Oral arguments are scheduled for Feb. 8.
The U.S. Supreme Court accepted a petition for immediate review regarding a Colorado Supreme Court decision to strike former President Donald Trump from the 2024 presidential ballot.
“The petition for a writ of certiorari is granted,” reads the procedural order.
Oral arguments are scheduled for Feb. 8.
Petitioners’ and amicus briefs are due by Jan. 18, and respondents’ and amicus briefs are due by Jan. 31, with any reply briefs due by Feb. 5.
The Colorado Supreme Court had disqualified President Trump as a candidate on Dec. 19 in an order that left little chance for the actual removal of his name from the ballot.
On Dec. 27, the Colorado GOP filed a petition with the U.S. Supreme Court asking three separate questions regarding the application of Section 3 of the 14th Amendment and political parties’ First Amendment rights to primary their candidate of choice.
On Jan. 3, President Trump filed a separate petition with a simpler question: Did the Colorado Supreme Court err in its ruling?

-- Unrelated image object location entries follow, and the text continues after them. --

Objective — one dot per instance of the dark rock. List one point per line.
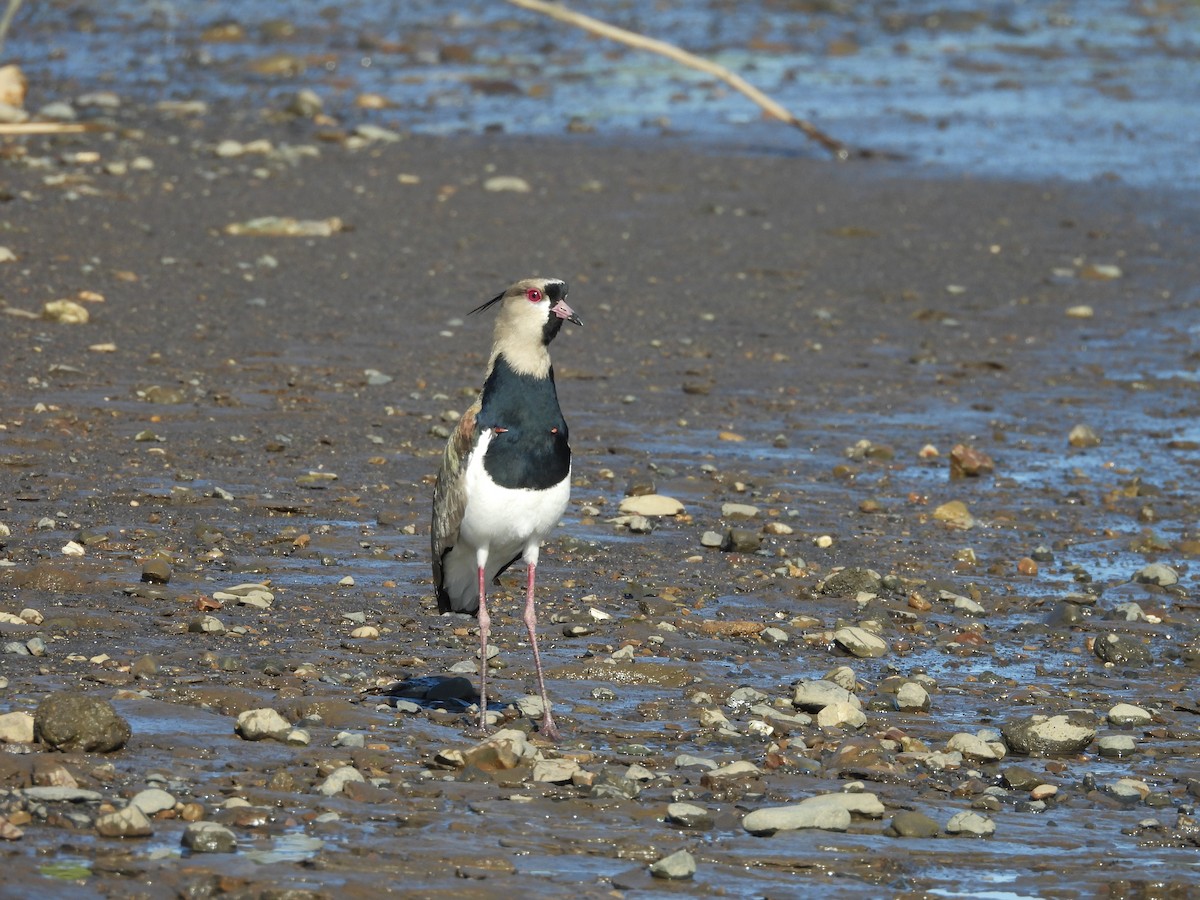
(78, 723)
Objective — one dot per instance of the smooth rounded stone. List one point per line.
(738, 510)
(262, 725)
(156, 571)
(17, 727)
(1050, 735)
(911, 823)
(689, 815)
(207, 625)
(911, 697)
(556, 772)
(741, 540)
(852, 581)
(1122, 651)
(129, 822)
(336, 781)
(79, 723)
(1117, 745)
(1128, 714)
(859, 642)
(971, 825)
(677, 867)
(153, 801)
(209, 838)
(1157, 574)
(976, 748)
(839, 714)
(651, 504)
(815, 696)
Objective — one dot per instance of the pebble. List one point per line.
(911, 697)
(209, 838)
(651, 504)
(677, 867)
(336, 781)
(1157, 574)
(1121, 649)
(129, 822)
(262, 725)
(79, 723)
(1129, 714)
(17, 727)
(1116, 745)
(1050, 735)
(911, 823)
(689, 815)
(971, 825)
(859, 642)
(741, 540)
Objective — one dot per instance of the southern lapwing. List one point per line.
(505, 477)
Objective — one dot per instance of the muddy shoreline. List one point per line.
(268, 409)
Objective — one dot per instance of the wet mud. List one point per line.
(804, 337)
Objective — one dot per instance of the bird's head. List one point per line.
(532, 312)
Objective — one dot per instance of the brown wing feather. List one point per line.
(450, 496)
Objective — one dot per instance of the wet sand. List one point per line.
(747, 323)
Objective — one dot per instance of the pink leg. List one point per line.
(547, 723)
(485, 624)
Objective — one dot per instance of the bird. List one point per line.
(505, 475)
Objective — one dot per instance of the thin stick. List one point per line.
(10, 11)
(671, 52)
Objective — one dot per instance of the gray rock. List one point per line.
(911, 823)
(1050, 735)
(852, 581)
(1157, 574)
(1122, 651)
(741, 540)
(129, 822)
(689, 815)
(859, 642)
(815, 696)
(677, 867)
(79, 723)
(971, 825)
(1117, 745)
(209, 838)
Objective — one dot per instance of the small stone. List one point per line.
(971, 825)
(1116, 745)
(677, 867)
(741, 540)
(969, 462)
(689, 815)
(911, 697)
(651, 504)
(1121, 649)
(129, 822)
(910, 823)
(859, 642)
(262, 725)
(1157, 574)
(335, 783)
(17, 727)
(209, 838)
(1083, 436)
(1128, 714)
(79, 723)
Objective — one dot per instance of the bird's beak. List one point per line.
(565, 312)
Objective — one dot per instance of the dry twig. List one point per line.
(671, 52)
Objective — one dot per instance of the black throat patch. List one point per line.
(529, 447)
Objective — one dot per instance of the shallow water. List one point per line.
(1075, 89)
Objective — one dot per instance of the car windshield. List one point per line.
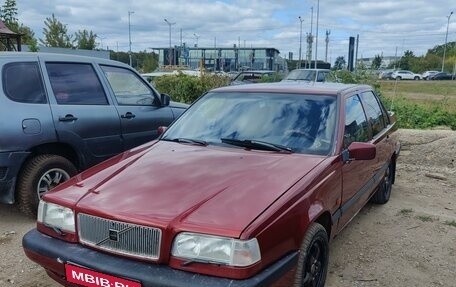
(267, 121)
(301, 75)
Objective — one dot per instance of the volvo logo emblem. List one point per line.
(113, 235)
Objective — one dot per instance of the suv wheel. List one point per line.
(313, 258)
(39, 175)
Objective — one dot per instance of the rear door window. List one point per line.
(75, 84)
(128, 88)
(356, 128)
(375, 114)
(22, 82)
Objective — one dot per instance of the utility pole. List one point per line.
(300, 41)
(129, 35)
(196, 37)
(446, 40)
(356, 54)
(170, 53)
(310, 40)
(328, 32)
(316, 34)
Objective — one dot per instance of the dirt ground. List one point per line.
(410, 241)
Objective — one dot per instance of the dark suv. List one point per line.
(60, 114)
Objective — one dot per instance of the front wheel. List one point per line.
(39, 175)
(313, 258)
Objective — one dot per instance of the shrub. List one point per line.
(186, 88)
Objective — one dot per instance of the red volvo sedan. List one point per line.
(246, 188)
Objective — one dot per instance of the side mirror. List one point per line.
(359, 151)
(165, 99)
(161, 130)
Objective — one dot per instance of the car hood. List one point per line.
(213, 189)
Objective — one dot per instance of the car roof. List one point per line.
(324, 88)
(59, 57)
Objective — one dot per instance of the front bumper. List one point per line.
(53, 253)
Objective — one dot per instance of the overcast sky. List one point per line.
(384, 27)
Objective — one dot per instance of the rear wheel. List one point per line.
(383, 192)
(39, 175)
(313, 258)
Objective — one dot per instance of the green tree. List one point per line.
(85, 40)
(339, 64)
(377, 62)
(9, 13)
(406, 61)
(55, 34)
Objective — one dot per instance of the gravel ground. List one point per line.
(410, 241)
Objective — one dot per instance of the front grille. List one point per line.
(119, 237)
(3, 171)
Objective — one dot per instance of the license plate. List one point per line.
(90, 278)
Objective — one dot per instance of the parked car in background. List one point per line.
(246, 188)
(250, 77)
(442, 76)
(308, 75)
(61, 114)
(428, 74)
(385, 75)
(405, 75)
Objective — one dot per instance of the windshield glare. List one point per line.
(304, 123)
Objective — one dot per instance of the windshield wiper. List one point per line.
(255, 144)
(188, 141)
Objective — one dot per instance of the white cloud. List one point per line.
(383, 26)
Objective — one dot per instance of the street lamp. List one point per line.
(446, 39)
(196, 37)
(300, 40)
(101, 40)
(129, 35)
(170, 56)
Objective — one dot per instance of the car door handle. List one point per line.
(68, 118)
(128, 116)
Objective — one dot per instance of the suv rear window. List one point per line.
(22, 82)
(75, 84)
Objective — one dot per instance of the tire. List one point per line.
(40, 174)
(313, 258)
(383, 193)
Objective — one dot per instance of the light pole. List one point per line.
(316, 33)
(446, 39)
(196, 37)
(300, 40)
(101, 40)
(170, 56)
(129, 35)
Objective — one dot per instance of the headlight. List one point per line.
(57, 216)
(215, 249)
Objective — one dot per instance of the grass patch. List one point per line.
(425, 218)
(425, 88)
(405, 212)
(421, 104)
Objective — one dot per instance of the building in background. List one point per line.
(222, 59)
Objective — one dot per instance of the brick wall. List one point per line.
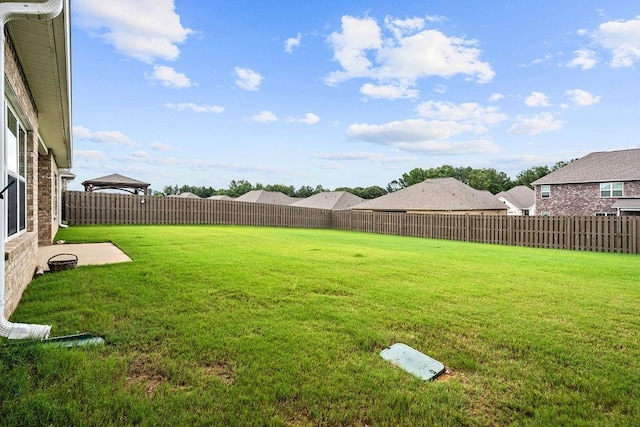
(580, 199)
(47, 199)
(21, 252)
(21, 259)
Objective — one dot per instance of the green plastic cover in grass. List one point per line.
(412, 361)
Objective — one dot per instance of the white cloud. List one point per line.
(451, 147)
(405, 55)
(533, 125)
(195, 108)
(440, 89)
(622, 38)
(469, 112)
(143, 29)
(582, 98)
(161, 146)
(403, 27)
(348, 156)
(292, 42)
(387, 91)
(407, 131)
(584, 58)
(265, 117)
(309, 119)
(247, 79)
(169, 77)
(101, 137)
(91, 155)
(537, 99)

The U.S. Supreme Court has taken up President Trump’s petition, and has yet to accept to reject the Colorado GOP’s petition.
Trump Campaign spokesman Steven Cheung said the campaign “welcomed” the Supreme Court review.
“We welcome a fair hearing at the Supreme Court to argue against the bad-faith, election-interfering, voter-suppressing, Democrat-backed and Biden-led, 14th Amendment abusing decision to remove President Trump’s name from the 2024 ballot in the state of Colorado,” he stated.
He added that several of these challenges, including the one in Colorado, had been represented and funded by large, left-wing, out-of-state activist groups and have the effect of “disenfranchising voters.”
“We are confident that the fair-minded Supreme Court will unanimously affirm the civil rights of President Trump, and the voting rights of all Americans in a ruling that will squash all of the remaining ballot challenge hoaxes once and for all,” he stated.
Just before the Supreme Court order, the campaign had issued a statement highlight the “precedent” of similar cases being dismissed in state and federal courts the past week.